A spokesman for SK Energy's parent firm confirmed last week that another Iranian cargo of the same volume was already on its way to South Korea.

"SK Energy lifted its second cargo in Iran last week," said the source at South Korea's economy ministry, adding that SK Energy's first cargo had not arrived yet in Korea.

Another refiner, Hyundai Oilbank, will lift two million barrels in Iran by the end of the month, the government source said.

South Korean refiners plan to resume from September monthly imports of up to 6 million barrels, or 200,000 barrels per day (bpd) of full contracted volumes, of Iranian crude.

South Korea's imports from Iran during the first eight months of this year were 38.77 million barrels or about 159,000 bpd.

SK Energy's term contracts with Iran this year provide for imports of two Very Large Crude Carriers (VLCCs) of crude per month, or 4 million barrels, and Hyundai Oilbank imports one VLCC per month, or 2 million barrels.
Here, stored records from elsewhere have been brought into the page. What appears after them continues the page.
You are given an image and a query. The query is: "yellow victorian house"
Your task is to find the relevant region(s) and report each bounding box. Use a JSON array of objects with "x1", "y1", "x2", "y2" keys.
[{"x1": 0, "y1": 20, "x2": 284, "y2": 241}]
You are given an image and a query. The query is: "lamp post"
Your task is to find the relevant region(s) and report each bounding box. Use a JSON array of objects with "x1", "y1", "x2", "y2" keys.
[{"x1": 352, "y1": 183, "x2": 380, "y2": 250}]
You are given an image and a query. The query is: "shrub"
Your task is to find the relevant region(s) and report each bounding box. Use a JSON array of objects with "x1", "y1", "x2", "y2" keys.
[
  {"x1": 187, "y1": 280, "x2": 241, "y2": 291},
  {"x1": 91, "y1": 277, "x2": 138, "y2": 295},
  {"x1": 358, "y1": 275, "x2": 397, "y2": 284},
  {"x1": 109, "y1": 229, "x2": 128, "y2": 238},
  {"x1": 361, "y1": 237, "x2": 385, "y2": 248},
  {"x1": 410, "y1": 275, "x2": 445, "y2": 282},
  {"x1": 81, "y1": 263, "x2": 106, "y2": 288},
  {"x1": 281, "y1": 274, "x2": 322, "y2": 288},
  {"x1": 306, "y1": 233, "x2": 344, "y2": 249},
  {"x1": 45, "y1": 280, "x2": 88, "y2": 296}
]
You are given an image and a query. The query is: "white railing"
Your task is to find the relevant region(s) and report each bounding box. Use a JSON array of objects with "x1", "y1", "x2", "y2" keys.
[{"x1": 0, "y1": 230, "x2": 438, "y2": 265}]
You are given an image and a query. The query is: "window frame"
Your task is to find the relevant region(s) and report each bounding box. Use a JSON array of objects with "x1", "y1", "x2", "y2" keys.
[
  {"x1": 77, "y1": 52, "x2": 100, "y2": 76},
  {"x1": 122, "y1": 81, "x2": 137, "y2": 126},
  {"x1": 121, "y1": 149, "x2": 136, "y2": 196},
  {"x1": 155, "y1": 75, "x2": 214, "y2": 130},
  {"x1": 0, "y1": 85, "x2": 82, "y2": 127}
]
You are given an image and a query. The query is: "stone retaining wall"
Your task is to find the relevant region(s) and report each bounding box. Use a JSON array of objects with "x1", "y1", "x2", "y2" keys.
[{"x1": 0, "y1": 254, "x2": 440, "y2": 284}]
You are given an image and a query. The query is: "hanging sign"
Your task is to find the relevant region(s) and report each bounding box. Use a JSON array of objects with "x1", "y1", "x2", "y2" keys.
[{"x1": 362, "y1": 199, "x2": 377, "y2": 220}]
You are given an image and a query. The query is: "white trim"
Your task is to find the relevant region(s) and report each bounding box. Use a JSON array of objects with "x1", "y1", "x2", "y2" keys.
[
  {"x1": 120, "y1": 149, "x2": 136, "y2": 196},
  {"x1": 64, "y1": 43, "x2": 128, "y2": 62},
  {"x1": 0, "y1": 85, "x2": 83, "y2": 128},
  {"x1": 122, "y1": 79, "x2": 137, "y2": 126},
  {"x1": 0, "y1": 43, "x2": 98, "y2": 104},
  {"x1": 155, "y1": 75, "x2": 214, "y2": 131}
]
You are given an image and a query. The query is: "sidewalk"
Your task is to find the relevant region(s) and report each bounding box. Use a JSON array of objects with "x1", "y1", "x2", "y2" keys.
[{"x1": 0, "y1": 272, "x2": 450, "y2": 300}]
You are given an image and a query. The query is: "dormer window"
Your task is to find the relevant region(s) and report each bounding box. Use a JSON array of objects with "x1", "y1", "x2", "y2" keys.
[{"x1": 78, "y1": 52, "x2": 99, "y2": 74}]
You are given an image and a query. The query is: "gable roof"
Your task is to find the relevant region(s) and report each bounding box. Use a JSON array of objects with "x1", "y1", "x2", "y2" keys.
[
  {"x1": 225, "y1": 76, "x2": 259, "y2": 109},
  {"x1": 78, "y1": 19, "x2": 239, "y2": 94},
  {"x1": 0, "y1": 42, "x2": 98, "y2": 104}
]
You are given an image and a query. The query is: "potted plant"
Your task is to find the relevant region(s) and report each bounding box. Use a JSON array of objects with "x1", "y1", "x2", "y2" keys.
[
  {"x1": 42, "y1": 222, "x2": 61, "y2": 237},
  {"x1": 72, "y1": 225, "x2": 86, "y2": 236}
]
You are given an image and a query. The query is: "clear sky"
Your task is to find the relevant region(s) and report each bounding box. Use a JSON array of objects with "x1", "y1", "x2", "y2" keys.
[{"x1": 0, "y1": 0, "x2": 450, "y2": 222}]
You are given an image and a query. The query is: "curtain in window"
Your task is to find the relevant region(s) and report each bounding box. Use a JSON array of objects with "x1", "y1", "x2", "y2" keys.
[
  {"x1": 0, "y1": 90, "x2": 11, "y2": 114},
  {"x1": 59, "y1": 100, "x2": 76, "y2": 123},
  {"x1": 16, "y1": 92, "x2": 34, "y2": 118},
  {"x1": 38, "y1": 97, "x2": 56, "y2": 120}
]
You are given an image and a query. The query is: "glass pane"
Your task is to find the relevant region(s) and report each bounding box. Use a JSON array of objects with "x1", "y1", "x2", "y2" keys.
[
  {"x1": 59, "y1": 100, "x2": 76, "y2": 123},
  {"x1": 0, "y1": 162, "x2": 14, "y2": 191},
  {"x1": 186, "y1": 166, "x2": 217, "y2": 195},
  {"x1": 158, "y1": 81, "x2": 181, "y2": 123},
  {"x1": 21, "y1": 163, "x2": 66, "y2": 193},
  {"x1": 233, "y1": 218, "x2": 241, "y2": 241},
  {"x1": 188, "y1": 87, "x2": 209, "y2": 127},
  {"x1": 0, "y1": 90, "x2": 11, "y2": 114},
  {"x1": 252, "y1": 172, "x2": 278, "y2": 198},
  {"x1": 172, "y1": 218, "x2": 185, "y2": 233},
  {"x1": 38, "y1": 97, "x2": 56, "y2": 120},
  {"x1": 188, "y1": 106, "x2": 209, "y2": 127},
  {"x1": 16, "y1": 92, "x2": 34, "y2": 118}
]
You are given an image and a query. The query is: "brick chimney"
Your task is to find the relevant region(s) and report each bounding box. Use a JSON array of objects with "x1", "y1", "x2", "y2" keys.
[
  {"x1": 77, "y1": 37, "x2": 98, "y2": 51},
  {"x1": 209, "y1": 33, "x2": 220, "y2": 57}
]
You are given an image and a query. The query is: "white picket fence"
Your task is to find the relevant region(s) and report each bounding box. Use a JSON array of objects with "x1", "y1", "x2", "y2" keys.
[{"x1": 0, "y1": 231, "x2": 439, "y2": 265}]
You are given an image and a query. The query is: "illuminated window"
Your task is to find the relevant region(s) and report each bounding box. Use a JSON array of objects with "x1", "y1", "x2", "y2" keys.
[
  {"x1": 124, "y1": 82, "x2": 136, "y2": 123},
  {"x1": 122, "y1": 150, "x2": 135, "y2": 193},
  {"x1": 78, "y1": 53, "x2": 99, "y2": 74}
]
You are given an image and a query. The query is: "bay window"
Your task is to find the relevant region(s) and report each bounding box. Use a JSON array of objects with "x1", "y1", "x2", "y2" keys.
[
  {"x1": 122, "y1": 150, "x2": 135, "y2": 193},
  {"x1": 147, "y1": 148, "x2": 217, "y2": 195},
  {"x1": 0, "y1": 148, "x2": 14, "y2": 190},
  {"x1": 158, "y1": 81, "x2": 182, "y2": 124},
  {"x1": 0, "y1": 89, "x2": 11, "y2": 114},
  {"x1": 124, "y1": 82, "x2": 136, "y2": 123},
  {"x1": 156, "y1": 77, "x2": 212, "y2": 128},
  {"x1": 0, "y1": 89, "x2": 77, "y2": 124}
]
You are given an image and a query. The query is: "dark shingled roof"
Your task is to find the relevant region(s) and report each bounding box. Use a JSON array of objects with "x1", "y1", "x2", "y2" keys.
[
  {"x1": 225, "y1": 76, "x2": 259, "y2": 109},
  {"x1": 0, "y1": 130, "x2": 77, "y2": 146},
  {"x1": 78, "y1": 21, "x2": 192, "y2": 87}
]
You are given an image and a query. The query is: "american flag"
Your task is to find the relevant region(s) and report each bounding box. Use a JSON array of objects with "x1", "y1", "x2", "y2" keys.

South Korea announced late in June that imports of Iranian crude oil would be halted from July 1 due to an EU ban on insurance cover for tankers carrying Iranian crude, but after Tehran's envoy to Seoul warned that Iran would impose a full embargo on Korean goods if the country stopped oil imports from Tehran, South Korean officials announced that their country would resume oil imports from Iran.

In the meantime, Tehran offered to provide up to $1 billion of insurance cover to Iranian vessels shipping oil to South Korea as Iran seeks to keep its crude flowing to its top four customers: South Korea, China, India and Japan.

Iranian officials have always stressed that the EU decision to impose a ban on Iran's oil supply is ineffective, and added that there are always many customers for Iranian crude.

After months of debates, the EU member states reached an agreement in their meeting on January 23 to sanction oil imports from Iran and freeze the assets of Iran's Central Bank within the EU.

Following the decision, EU foreign policy chief Catherine Ashton claimed that the sanctions are aimed at pressuring Iran to return to talks over its nuclear program.

Despite Ashton's claims, Iran has always underlined its preparedness to resume talks with the West but has meantime stressed that it will never accept any precondition for such talks.

On the other hand, the Iranian oil ministry in a statement late January downplayed the effects of the US and EU's unilateral oil sanctions against Tehran, and said such embargoes will merely harm the European economies and oil consuming countries.

European sanctions against Iran's oil exports will affect the world economy and hurt European and non-European countries, the statement said.